NVIDIA Fermi: Architecture discussion

Discussion in 'Architecture and Products' started by Rys, Sep 30, 2009.

  1. Mintmaster

    Veteran

    Joined:
    Mar 31, 2002
    Messages:
    3,897
    Likes Received:
    87
    Read my post again. Branching is done at the same rate as before (I'm assuming that current hardware does it once every instruction group when I say my method will branch once every four scalar instructions).
    I'm pretty sure that my method doesn't really change things at all here. The only minor issue is that in an 8 cycle period, the total possible locations that need to be accessed from the register file is four times larger with my method. Actual transfer rate will be the same, and the size of the register file is the same, too.

    I'm not going to break the clusters, though. The T units will put into their pipeline 16 pixels of the same batch that the ALUs will. The ALUs go round robin on 8 batches, and each batch will stay active for at least four visits (32 cycles) to allow the T-units and branch units to finish up.

    (FYI, by active I mean that they have data going through the ALU stages. There's plenty more batches in flight, put on hold either for texture fetches or simply waiting their turn.)
     
  2. 3dilettante

    Legend Alpha

    Joined:
    Sep 15, 2003
    Messages:
    8,365
    Likes Received:
    3,955
    Location:
    Well within 3d
    There are so many cross-cutting issues with splitting up the register banks that I'm having a hard time putting my head around them, given how byzantine access is currently.

    For RV770, the 4-component vector registers are implemented as 4 basically independent single-component register banks that can read one value each per clock into a GPRn collecting register for 3 cycles.
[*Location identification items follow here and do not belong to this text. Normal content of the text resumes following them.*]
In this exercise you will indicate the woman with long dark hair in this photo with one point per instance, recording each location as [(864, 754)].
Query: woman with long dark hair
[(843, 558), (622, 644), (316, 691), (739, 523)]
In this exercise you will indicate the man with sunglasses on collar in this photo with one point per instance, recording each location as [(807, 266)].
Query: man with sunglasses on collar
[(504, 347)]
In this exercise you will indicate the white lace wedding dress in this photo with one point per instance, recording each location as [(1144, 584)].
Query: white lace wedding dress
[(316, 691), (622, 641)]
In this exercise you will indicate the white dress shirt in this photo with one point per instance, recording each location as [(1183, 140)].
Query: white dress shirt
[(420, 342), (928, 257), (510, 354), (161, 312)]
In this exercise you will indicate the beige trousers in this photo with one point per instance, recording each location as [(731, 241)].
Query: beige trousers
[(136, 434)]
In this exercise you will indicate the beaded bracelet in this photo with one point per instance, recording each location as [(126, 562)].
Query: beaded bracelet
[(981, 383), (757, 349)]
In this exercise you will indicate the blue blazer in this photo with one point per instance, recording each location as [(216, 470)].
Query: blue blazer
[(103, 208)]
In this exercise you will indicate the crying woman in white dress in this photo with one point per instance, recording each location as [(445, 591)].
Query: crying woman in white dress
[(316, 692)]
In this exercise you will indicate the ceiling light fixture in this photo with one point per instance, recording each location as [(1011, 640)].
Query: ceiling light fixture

All units share from this.

    Splitting the units up makes this highly redundant.
    But do we keep the 4-component register organization and balloon the register file, or do we cut it down so each unit gets a bank and that bank is addressed as a bunch of scalar regsiters? What costs are there?

    What happens with TEX unit writes to the register file?
    Since each bank is now per-pixel, that's additional write ports per separate bank.
     
  3. Groo The Wanderer

    Regular

    Joined:
    Jan 23, 2007
    Messages:
    334
    Likes Received:
    2
    Fake it isn't, I know who showed me the original. That said, they might be playing product naming games, IE not tipping their hat to what they were planning on renaming the part to. They do that a lot.

    -Charlie
     
  4. thambos

    Newcomer

    Joined:
    Sep 29, 2007
    Messages:
    194
    Likes Received:
    0
  5. 3dilettante

    Legend Alpha

    Joined:
    Sep 15, 2003
    Messages:
    8,365
    Likes Received:
    3,955
    Location:
    Well within 3d
    I missed that part.
    So in this case, a batch will do branch processing for 4 cycles from its point of view, before it can try coming back for ALU instruction execution.
    With 8 batches actively cycling and bringing their own branches, the first one won't get to ALU work for 32 global clocks.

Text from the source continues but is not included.